A. We consulted attorney Grant Wiid regarding this question and he replied as follows: according to The Births and Deaths Registry, Act 51 of 1992 it is clear that when a woman marries a man, she may take on his name or she can retain any of her former surnames. A man, however, does not automatically have this right. He must apply to the Director General Home Affairs for a change of surname.
The Civil Union Act 17 of 2006 has now legalised same-sex marriages in South Africa. Section 13 of that Act provides that anywhere in the common law or in statute where there is made mention of “husband”, “wife” or “spouse, one is to read this to include a civil union partner. The difficulty is that the Births and Deaths Registry Act refers to “man” and “woman”. This means that the provisions of the Births and Deaths Registry Act relating to the assumption of alternative surnames do not necessarily fall within the ambit of the Civil Union Act.
Enquiries at the Department of Home Affairs in Cape Town indicate that the Department may be taking a practical approach to the issue of change of surnames in respect of same-sex marriages. A married woman can confirm her change of surname by making application for a new identity document reflecting the surname of her husband. She apparently requires her marriage certificate and needs to complete form BI-9. We are told it takes two to three months to process the application. Should a husband wish to take on his wife’s surname (or should any person wish to change his surname for whatever reason), he requires an affidavit indicating the reason for the requested change of surname and must complete form BI-196. It apparently takes approximately 8 to 12 months to process the application
On enquiring about a civil union partner to a same-sex marriage taking on his/her new partner’s surname, we were advised that he/she can apply in the same manner as a wife applying to take on a husband’s surname.
However, in the past we have received conflicting replies from officials at the Department to the same query, not necessarily relating to change of surnames. In the circumstances, I would suggest that anyone wishing to change their surname first contact the office of the Department of Home Affairs in their area to confirm what documents they require in order to complete the application relevant to them and also what the costs will be.

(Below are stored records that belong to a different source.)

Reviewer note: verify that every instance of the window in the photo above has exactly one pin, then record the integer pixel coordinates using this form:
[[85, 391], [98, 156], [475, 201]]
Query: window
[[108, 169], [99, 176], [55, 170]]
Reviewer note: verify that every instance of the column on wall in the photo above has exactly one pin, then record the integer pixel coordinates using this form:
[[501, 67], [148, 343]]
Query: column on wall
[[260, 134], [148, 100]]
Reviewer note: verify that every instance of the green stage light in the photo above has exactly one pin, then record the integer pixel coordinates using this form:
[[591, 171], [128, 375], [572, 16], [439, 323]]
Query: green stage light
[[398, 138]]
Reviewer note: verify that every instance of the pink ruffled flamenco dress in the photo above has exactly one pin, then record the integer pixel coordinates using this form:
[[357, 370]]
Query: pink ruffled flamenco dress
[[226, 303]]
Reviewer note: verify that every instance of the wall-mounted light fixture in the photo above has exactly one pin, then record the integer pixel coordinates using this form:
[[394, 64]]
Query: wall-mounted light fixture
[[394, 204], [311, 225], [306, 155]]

On the one hand it seems as though the Civil Union Act cannot fully be given effect to in this particular case, but on the other hand, it seems as though Government officials are taking a practical approach to its implementation. It would be surprising if the legislature attempted to make the influence of the Civil Union Act as far-reaching as possible in its wording of the Section 13 of the Act, only to deny partners to a same-sex marriage the simple right to take on one another’s surname. One would hope that this was a mere oversight on their part in their haste to enact this law.